A ESCOLINHA

Lembro-me da escola primária como se ainda fosse hoje! Era um patronato, ou seja, funcionava segundo a égide da igreja, com freiras a imporem a disciplina e professoras extremamente rígidas e implacáveis ministrando as aprendizagens julgadas necessárias ao fim de quatro anos, a então instrução primária. Estávamos no final da década de cinquenta, início da década de sessenta, durante os dias úteis da semana, a par das aulas normais, eram repetidamente exibidos slides sobre temas religiosos e aos sábados de manhã havia ordem unida, ou seja, os meninos (era uma escola só de rapazes, não havia misturas, as meninas tinham escolas próprias) andavam a marchar durante cerca de uma hora e meia para um dia se transformarem em homens obedientes, crentes e bons chefes de família.
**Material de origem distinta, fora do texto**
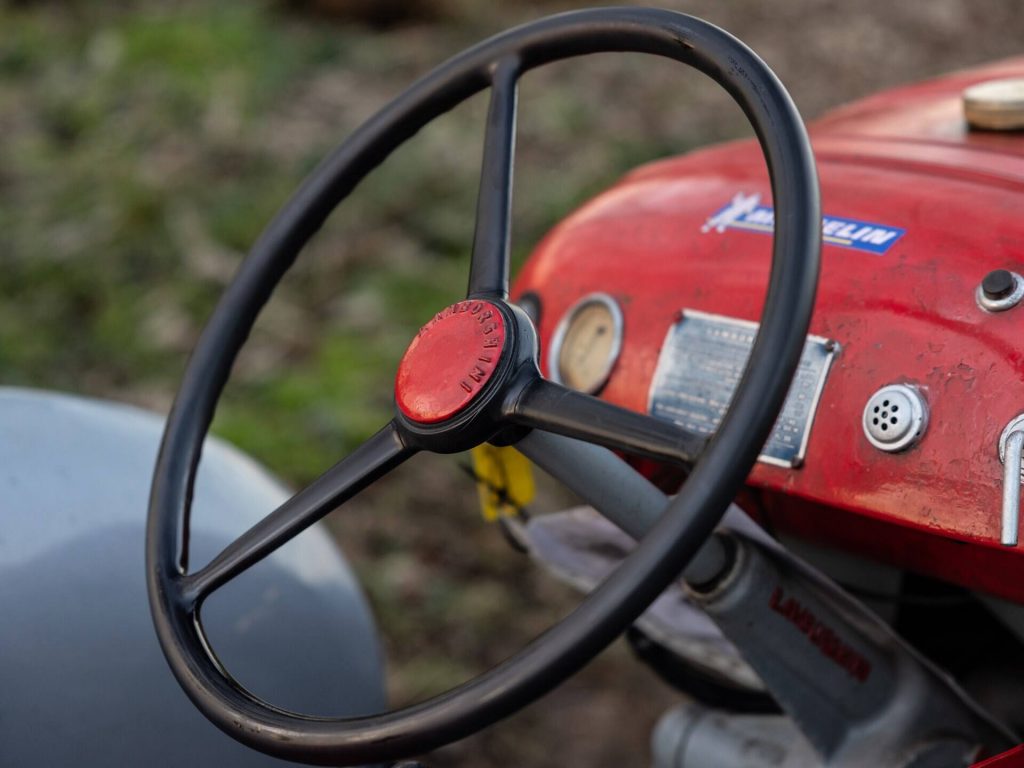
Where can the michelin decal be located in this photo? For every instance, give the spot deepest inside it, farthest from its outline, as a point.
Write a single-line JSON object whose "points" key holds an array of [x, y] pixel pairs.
{"points": [[745, 212]]}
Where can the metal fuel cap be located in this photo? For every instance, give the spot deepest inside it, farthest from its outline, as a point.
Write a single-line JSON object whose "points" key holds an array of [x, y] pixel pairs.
{"points": [[995, 104], [895, 418]]}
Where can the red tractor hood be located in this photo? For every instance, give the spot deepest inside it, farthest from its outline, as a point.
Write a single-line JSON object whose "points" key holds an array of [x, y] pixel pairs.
{"points": [[919, 209]]}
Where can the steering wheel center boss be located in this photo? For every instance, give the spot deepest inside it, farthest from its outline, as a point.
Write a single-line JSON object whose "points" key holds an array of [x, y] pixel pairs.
{"points": [[472, 376]]}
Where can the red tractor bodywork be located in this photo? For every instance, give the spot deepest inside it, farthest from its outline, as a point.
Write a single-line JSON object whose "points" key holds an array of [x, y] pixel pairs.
{"points": [[908, 314]]}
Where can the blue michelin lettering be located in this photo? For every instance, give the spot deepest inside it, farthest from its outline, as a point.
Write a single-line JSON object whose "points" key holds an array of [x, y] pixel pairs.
{"points": [[745, 212]]}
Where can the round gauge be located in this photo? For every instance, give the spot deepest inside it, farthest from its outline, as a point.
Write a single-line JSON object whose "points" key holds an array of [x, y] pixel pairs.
{"points": [[587, 343]]}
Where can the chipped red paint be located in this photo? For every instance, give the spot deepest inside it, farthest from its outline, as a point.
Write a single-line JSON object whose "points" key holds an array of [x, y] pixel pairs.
{"points": [[905, 160], [450, 360]]}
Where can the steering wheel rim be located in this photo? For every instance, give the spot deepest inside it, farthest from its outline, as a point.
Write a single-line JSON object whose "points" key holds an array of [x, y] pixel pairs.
{"points": [[509, 395]]}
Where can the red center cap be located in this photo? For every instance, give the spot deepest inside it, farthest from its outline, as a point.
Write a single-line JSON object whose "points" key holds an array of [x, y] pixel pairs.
{"points": [[450, 361]]}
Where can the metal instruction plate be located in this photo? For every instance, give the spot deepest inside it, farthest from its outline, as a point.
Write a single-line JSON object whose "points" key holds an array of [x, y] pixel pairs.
{"points": [[699, 367]]}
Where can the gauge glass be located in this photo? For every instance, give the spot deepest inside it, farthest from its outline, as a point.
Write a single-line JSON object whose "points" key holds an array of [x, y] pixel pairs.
{"points": [[587, 344]]}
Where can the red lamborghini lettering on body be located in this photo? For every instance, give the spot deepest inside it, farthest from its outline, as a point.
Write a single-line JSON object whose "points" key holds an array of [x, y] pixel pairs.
{"points": [[821, 636]]}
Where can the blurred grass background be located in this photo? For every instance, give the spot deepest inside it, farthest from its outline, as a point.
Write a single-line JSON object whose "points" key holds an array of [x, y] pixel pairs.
{"points": [[144, 144]]}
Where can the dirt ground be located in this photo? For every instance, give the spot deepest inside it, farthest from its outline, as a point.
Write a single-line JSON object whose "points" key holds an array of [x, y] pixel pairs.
{"points": [[157, 139]]}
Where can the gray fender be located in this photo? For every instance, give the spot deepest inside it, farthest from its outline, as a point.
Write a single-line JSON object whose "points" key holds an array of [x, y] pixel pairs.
{"points": [[82, 678]]}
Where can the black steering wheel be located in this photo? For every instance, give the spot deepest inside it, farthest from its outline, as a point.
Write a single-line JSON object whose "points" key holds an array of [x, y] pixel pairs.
{"points": [[470, 376]]}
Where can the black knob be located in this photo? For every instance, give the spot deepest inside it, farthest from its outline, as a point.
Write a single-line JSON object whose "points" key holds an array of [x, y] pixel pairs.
{"points": [[998, 284]]}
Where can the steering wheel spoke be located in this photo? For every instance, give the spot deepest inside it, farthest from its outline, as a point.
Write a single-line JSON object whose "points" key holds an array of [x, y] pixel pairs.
{"points": [[465, 384], [372, 460], [553, 408], [488, 271]]}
Em cada classe (ano de escolaridade), os miúdos eram agrupados sem qualquer preocupação etária, no mesmo nível havia, por exemplo, crianças com sete ou oito anos e outros com doze ou treze anos. Ora os mais velhos tinham óbvias dificuldades de aprendizagem e por isso eram sistematicamente vítimas dos métodos educacionais  da nossa professora, a Dona Carlota; levavam diariamente, como estímulo cognitivo, algumas doses de reguadas, dadas com "a menina dos sete olhos", como aterrorizadamente chamavam a um pedaço de tábua parecido com uma colher de pau, rígida, de espessura razoável e perfurada na parte circular. Mas na maioria dos casos o castigo não espevitava a memória nem o engenho...
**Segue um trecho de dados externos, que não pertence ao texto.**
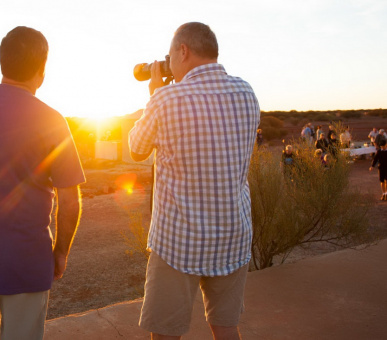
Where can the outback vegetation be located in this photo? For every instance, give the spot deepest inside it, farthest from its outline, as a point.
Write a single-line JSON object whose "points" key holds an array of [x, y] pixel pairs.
{"points": [[302, 204]]}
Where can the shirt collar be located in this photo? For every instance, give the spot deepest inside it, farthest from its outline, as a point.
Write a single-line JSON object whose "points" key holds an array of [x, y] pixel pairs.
{"points": [[215, 67]]}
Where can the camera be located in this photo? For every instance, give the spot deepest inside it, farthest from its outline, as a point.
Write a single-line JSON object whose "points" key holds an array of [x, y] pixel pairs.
{"points": [[142, 71]]}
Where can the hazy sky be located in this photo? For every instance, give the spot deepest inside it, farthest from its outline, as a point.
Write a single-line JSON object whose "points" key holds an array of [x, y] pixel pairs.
{"points": [[297, 55]]}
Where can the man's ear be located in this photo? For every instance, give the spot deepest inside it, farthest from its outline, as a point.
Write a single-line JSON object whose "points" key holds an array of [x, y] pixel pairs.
{"points": [[184, 51], [42, 70]]}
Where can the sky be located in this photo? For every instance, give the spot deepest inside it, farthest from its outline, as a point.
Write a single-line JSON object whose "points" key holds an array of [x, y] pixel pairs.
{"points": [[297, 55]]}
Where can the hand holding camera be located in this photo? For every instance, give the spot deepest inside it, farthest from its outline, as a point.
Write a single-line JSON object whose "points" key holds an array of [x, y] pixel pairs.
{"points": [[154, 71]]}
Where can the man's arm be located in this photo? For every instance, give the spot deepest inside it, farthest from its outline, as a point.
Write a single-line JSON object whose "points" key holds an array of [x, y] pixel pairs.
{"points": [[137, 157], [68, 214]]}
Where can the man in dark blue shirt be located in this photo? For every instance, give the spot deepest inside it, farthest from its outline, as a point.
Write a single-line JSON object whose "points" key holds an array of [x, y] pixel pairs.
{"points": [[38, 158]]}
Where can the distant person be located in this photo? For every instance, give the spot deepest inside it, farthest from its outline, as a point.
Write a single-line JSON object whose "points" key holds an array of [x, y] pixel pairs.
{"points": [[259, 137], [38, 160], [322, 143], [381, 159], [306, 134], [319, 131], [380, 138], [288, 159], [319, 155], [203, 128], [334, 145], [345, 138], [331, 130], [372, 135], [327, 160]]}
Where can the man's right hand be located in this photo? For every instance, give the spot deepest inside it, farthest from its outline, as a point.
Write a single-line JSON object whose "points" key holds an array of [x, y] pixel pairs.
{"points": [[156, 78]]}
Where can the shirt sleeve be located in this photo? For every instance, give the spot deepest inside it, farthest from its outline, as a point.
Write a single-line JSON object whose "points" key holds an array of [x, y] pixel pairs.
{"points": [[65, 168], [142, 138]]}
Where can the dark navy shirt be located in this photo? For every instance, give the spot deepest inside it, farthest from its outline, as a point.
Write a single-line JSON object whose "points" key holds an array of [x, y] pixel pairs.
{"points": [[37, 154]]}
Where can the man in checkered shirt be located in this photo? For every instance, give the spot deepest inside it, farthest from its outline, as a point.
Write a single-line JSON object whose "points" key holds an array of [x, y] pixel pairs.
{"points": [[203, 128]]}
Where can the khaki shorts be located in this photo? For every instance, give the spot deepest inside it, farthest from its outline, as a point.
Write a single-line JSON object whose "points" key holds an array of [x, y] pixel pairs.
{"points": [[170, 295]]}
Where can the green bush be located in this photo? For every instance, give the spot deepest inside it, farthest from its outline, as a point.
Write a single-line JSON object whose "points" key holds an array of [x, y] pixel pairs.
{"points": [[323, 117], [271, 121], [270, 133], [310, 204], [350, 114]]}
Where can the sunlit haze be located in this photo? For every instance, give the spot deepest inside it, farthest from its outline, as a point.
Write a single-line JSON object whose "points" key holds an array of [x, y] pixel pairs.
{"points": [[297, 55]]}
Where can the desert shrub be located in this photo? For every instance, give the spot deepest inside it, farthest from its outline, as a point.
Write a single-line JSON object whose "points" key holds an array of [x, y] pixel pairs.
{"points": [[323, 117], [377, 113], [269, 133], [311, 204], [270, 121], [350, 114]]}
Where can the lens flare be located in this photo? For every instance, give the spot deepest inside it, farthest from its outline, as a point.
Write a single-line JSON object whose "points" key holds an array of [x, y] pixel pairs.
{"points": [[130, 194]]}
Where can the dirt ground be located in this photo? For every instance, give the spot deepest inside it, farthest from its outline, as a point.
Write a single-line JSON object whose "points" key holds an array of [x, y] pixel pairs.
{"points": [[101, 272]]}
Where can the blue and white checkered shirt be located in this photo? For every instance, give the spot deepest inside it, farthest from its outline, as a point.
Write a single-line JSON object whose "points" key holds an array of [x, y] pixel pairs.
{"points": [[203, 129]]}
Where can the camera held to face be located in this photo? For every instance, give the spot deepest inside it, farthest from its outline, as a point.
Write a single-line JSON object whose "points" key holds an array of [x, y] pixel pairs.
{"points": [[142, 71]]}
Recordo em particular o Cristóvão, um moço alto e franzino, filho de gente muito humilde, que era vítima costumeira desses hábitos. Um dia fartou-se e deixou de vir à escola. Infelizmente nunca mostrou grande apetência para memorizar os nomes dos rios e serras de Portugal, ou dos seus reis, para perceber as operações matemáticas, para soletrar na leitura e se esmerar na perfeição das cópias.